Abstract-With the scaling down of electronic devices and the boom of wireless communications, more and more smart devices are interconnected in what we call the Internet of Things. Connecting devices of everyday use can greatly improve our comfort, but it can also introduce unprecedented security problems. With billions of devices connected there is a huge risk of unauthorized use. In this context, Physical Unclonable Functions (PUFs) are a promising solution since they extract device intrinsic fingerprint that can be used for hardware identification and authentication. Here we present the first fully functional implementation of Oscillator based PUFs on Flash based FPGA. The implementation is presented for the Ring Oscillator based PUF and the Transient Effect Ring Oscillatory based PUF. After explaining those two PUF principles, we give all the necessary design practices to follow to obtain an efficient PUF implementation on Flash FPGA. Finally, we present the characterization of the PUFs and compare it to previous work. To the best of our knowledge, it is the first work which deals with the implementation of Oscillator based PUF on Flash FPGAs. Moreover, all design files are available online to ensure repeatability.
Introduction
We live in a smart world. The Internet is widely available, connection costs are low and many devices are emerging with Wi-Fi capabilities and sensors built into them. This impacts how we live but also how we work. From smart phones through smart homes and industry up to smart and self-driving cars everything is connected. All of these things are creating what we call the Internet of Things (IoT). This is the concept of connecting any device with an on/off switch to each other through the Internet without the need for human interaction.
Connecting the appliances of everyday use can greatly improve our comfort, but it can also introduce unprecedented security problems. When deployment and integration of IoT is growing, one of the main challenges is to provide security solutions regarding privacy and trust issues. With billions of devices connected there is a huge risk of unauthorized use or abuse of these devices. To protect from such risks we need security mechanisms allowing for a per-device authentication and authorization, which are built-in from the very first design stages.
In this context, Physical Unclonable Functions (PUFs) are a promising solution since they provide device intrinsic fingerprint usable for secure hardware identification and authentication.
Moreover, since any kind of device can be a part of the IoT, we can face two constraints: cost and size. Most of the IoT devices are embedded in existing systems, thus there is not much space to fit in. Also since these devices are deployed in thousands or millions, the cost is extremely important.
Within these constraints, using a Flash memory based FPGAs is advantageous for multiple reasons. Firstly, we can reduce the overall materials cost because there is no need for a configuration memory.
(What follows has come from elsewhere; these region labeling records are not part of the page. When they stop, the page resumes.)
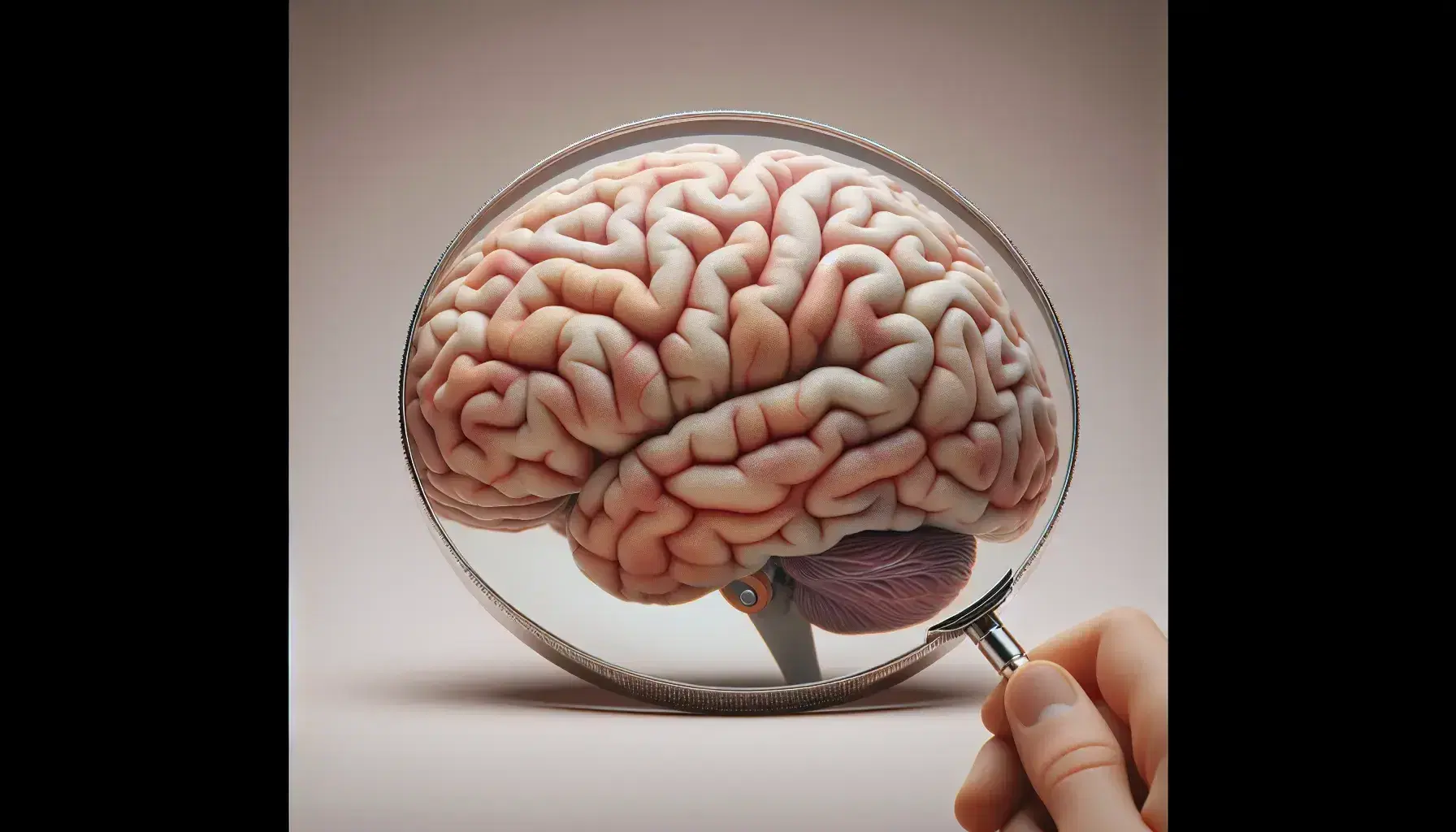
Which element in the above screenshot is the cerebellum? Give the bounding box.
[406,145,1059,632]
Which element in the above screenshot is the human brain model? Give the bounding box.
[405,145,1057,632]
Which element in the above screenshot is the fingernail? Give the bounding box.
[1006,663,1077,729]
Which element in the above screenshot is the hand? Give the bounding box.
[956,610,1168,832]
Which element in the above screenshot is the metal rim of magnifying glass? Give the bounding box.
[399,110,1081,716]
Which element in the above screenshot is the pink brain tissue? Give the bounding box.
[405,145,1057,632]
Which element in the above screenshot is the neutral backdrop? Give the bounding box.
[288,0,1168,832]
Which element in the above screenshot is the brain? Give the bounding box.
[405,145,1057,631]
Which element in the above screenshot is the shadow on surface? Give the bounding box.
[353,670,999,717]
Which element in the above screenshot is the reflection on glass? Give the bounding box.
[405,137,1066,685]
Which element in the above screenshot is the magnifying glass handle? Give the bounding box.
[965,610,1029,679]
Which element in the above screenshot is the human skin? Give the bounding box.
[956,609,1168,832]
[405,145,1059,623]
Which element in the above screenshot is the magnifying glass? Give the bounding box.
[399,110,1077,714]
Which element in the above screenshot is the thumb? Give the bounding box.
[1006,661,1147,832]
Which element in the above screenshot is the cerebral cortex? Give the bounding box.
[405,145,1059,631]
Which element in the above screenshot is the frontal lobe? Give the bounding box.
[406,145,1057,603]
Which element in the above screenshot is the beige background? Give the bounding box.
[288,0,1168,832]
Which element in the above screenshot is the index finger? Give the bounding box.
[982,609,1168,784]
The next advantage for IoT applications is lower demand on power supply. The Flash FPGA does not need to be configured at boot, so there is no configuration power peak. The whole design consumes only the power it needs to work. Thus there is no need to over estimate the power supply needs just to compensate for configuration power consumption, which leads to lower power supply costs as well as lower demands on heat sinks and physical space.
Last, but not least, the Flash FPGAs can be safely deployed in industrial environments where there might be a lot of electromagnetic noise, which might disturb volatile SRAM memories. Since industrial automation is one of the main IoT applications, this aspect is also non negligible.
Contribution:
Our main contribution is the first proposal of design methodologies leading to a fully functional Oscillator PUF on Flash memory based FPGAs. This work is aiming to enlarge the scope of PUF implementations on FPGAs when all previous works are on SRAM FPGAs [1] , [2] , [3] , [4] . Implementing an efficient PUF on Flash FPGAs is not an easy task.
Structure:
In the next section we provide all the necessary background informations on PUF. Section 3 describes the Ring Oscillator (RO) and Transient Effect Ring Oscillator (TERO) PUF systems implemented and all the design practices leading to an efficient implementation. In section 4 we present the characterization metrics and compare results of both PUFs to non-optimized designs. Finally, we conclude in section 5.
Physical Unclonable Functions
PUFs are hardware primitives that use manufacturing process variations (MPVs), such as the mismatch between transistors, to generate a device-specific output, which usually is a binary number. This output can be seen as the fingerprint of a device. It is called a response.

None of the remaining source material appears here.